Over the five semesters studied, 71 percent of students completed the course-specific, end-of-semester questionnaires, a figure that our institutional “Student Evaluation of Instructors” initiative at the time could only hope to have achieved. Nearly all students said that the instructional approach—teacher-prepared instructional objectives they are obliged to complete—was helpful to learning and test preparation and favored the attendance policy. Indeed, of the parameters employed here, attendance figured most prominently in the final grades, with students that attended regularly earning the highest grades. This is certainly not a revelation, but many college and university teachers either lack or have very loose attendance policies, which I believe to be a mistake. A fair, well-structured attendance policy compels students to be better organized and prepared. Likewise, class participation is one of the hallmarks of late 20th century instruction, and every student in the 60 percent of those who participated in course-related, individual involvement activities during those five semesters earned an A, B, or C final grade.

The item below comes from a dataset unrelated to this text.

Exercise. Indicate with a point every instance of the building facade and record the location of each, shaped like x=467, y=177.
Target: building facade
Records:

The retention rate for my classes predictably hovers around 90 percent or more, and students complete them with a successful grade at 89 percent. If we were to exclude those students who earned an E because they never showed up for class and failed to withdraw, the retention rate would be somewhere around 98 percent. These are highly desirable figures for any instructor of a core college course and suggest to me that having many parameters, including a non-punitive attendance policy, is an important factor.
However limited in scope my study was, it does illustrate that employing several parameters not only provides students with a wider berth in which to express their learning, but the approach also provides instructors with a better strategy for assessing students’ understanding of what we teach. It also supports the view that a non-punitive attendance policy can work and demonstrates that pre- and post-testing can be another valuable learning assessment tool. Student performance on these tests provides an excellent opportunity for teachers to identify content areas in which more attention might need to be focused. Likewise, by soliciting student opinions at semester’s end about their learning experience via a subjective course-specific survey, teachers can acquire useful feedback that may help them improve future instructional delivery.